Die anderen kommen, wie ich mittlerweile feststellen konnte, immer ziemlich spät zur Tanzstunde. Und nachdem es öde ist, vor der Turnhalle auf- und abzugehen, bleibe ich in der Umkleide sitzen. Es gibt keine anderen Sitzplätze. Schliesslich kommen die anderen und ich sehe ihnen beim Umziehen zu. Ich meine, wohin sollte ich weggucken, zumal das, was es zu sehen gibt, ziemlich interessant ist. Wann erfährt man schon mal, was und wie sich andere Menschen anziehen? Wann kann ich schon mal sehen, wie jemand im Businesskostüm, sich unter seinem Businesskostüm kleidet. Zum Beispiel mit Unterhose, Strumpfhose, Überunterhose und dann einer nadelgestreiften Businesshose. Auf die Idee käme ich ja gar nicht.

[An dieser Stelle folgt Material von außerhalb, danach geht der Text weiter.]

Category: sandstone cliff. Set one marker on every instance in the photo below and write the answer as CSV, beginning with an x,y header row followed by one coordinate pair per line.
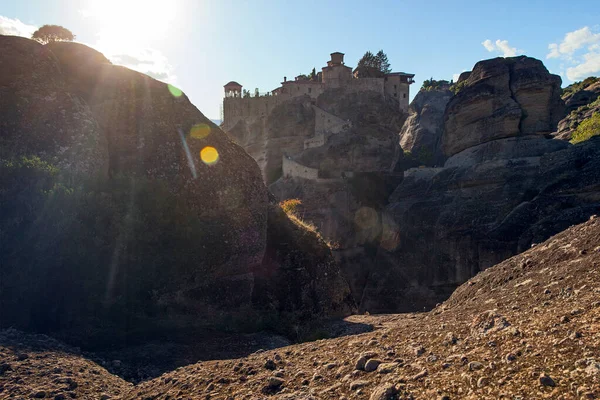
x,y
422,131
504,187
527,327
114,227
582,102
501,98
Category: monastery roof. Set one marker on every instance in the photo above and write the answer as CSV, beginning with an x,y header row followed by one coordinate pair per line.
x,y
232,83
304,81
400,74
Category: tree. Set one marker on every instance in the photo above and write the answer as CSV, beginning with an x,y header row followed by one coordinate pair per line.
x,y
373,65
53,33
367,61
382,62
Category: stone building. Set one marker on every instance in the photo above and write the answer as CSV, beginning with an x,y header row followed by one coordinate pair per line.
x,y
335,74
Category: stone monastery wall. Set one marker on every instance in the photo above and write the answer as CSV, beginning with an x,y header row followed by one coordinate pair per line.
x,y
366,84
292,169
316,141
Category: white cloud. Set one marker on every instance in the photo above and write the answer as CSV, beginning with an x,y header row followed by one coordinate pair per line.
x,y
14,27
489,46
581,50
148,61
589,66
501,46
572,42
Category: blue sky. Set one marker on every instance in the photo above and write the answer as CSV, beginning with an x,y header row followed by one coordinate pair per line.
x,y
199,45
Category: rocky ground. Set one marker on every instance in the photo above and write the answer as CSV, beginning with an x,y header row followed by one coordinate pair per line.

Und dann: während ich Leuten beim Umkleiden zusehe, bekomme ich immer so Gefühle, wie sich Kleidungsstücke anfühlen. Und ich denke mir dann immer: „Das könnte ich niemals anziehen. Das Gefühl auf der Haut würde ich nicht ertragen.“ Das trifft insbesondere auf Nylonstrumpfhosen zu. Vom Anblick des Materials kriege ich am ganzen Körper eine Gänsehaut. Nicht nur die Materialien beschäftigen mich, auch die Auswahl der Kleidungsstücke und die Art und Weise, sich an oder auszukleiden. Beim Tanzen habe ich keine Zeit mehr hinzusehen. Da tanze ich.